En un momento se reunieron diversos manjares, tales como tronchos de col, que llevaban impreso el sello de las limpias manos de sus generosos dueños; garbanzos crudos que habían sido sacados por los agujeros de las sacas por sutilísimos dedos; pedazos de cecina, zanahorias, dos o tres almendras en confite, que ya habían recibido muchas mordidas, y otras viandas, tan liberalmente entregadas como alegremente recibidas. Procurando que no se enterase su hija, llamó don Pablo a la señora Sumta, que acababa de llegar en aquel instante, y llevándola tras el sillón de la enferma, le dijo:

«A ver si con todo esto compone usted una cena para la niña…

—¿Qué hemos de hacer con esto, señor, si no lo querrá ni la gata?

Tiró luego de pluma don Pablo, y añadiendo a lo escrito expresivos gestos y garatusas convenció a su hija de que si en efecto hubo guerra de un día en Gerona, toda había terminado con una grande y decisiva victoria. Los hijos de Francia se habían retirado con viento fresco y no volverían más. Los resplandores que se veían en la ciudad no eran de incendios, sino de iluminaciones, con que el vecindario celebraba su magnífico triunfo… Y lo último que le dijo para sosegar el ánimo de la pobre niña fue esto, que a la letra copio: “Y para que participes de la común alegría, aquí tenemos a Andrés y Siseta, que se prestarán a bailar delante de ti con los chicos un poco de sardana y otro poco de tirabou, para que también en esta casa se manifieste la inmensa satisfacción y patriótico alborozo de que está poseída la ciudad. Como tú no oyes, suprimiremos el flaviol y la tanora, que sólo sirven para meter inútil ruido. Con que puedes dar la señal para que comience la fiesta”».

Y luego, volviéndose a Siseta y a mí, nos dijo:

«No hay más remedio. Es preciso bailar un poquito, aunque supongo, Andrés, que ese cuerpo, venido hace poco de Santa Lucía, no estará para sardanas. Pero, amigos, bailando hacéis una obra de caridad. ¡Quién lo había de decir! ¡Hay tantas maneras de practicar el Santo Evangelio!».

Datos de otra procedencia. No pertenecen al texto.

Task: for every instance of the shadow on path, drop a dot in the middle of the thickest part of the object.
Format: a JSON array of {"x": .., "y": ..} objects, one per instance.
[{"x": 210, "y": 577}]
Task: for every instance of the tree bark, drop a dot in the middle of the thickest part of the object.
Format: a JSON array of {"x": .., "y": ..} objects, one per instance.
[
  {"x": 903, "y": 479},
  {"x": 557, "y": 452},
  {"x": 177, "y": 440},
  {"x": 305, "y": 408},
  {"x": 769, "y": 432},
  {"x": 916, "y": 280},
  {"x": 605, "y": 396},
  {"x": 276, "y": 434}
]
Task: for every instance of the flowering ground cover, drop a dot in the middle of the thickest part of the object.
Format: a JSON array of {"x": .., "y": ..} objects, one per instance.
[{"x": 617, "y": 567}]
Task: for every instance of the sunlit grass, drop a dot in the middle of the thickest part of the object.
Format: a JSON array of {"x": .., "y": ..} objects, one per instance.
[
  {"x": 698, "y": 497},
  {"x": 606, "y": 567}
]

No lo creeréis, niños queridos; encontraréis inverosímil que bailásemos Siseta y yo en aquella lúgubre noche, precisamente en los instantes en que, incendiados varios edificios de la dudad, ésta ofrecía en su estrecho recinto frecuentes escenas de desolación y angustia. Formando con ocho chiquillos un gran ruedo, bailamos, sí, obedeciendo a la apremiante sugestión de aquel padre cariñoso que nos pedía con lágrimas en los ojos nuestra cooperación en la difícil comedia con que engañaba el delicado espíritu de su hija; y nuestra danza no era silenciosa, porque los chicos, seguros de que Josefina no les oía, cantaban con entusiasmo la copla popular de Gerona en los días del Sitio:

Dígasme tú, Girona,

Si te n’arrendirás…

Lirom, lireta.

Com vols que m’rendesca,

Si España non vol pas…

Lirom fá la garideta,

Lirom fá lireta lá.

Resultaba una farsa lúgubre, que oprimía el corazón, y el infeliz don Pablo, lívido y trémulo, parecía un alma escapada del otro mundo, que esperaba el canto del gallo para volver al Purgatorio… Al fin el cansando pudo en los chicos más que la marcial travesura. Unos tras otros caían al suelo, y se quedaban dormidos en extrañas posturas. Yo dije a Nomdedéu: «Señor doctor, no nos mande bailar más, porque creeremos que estamos locos».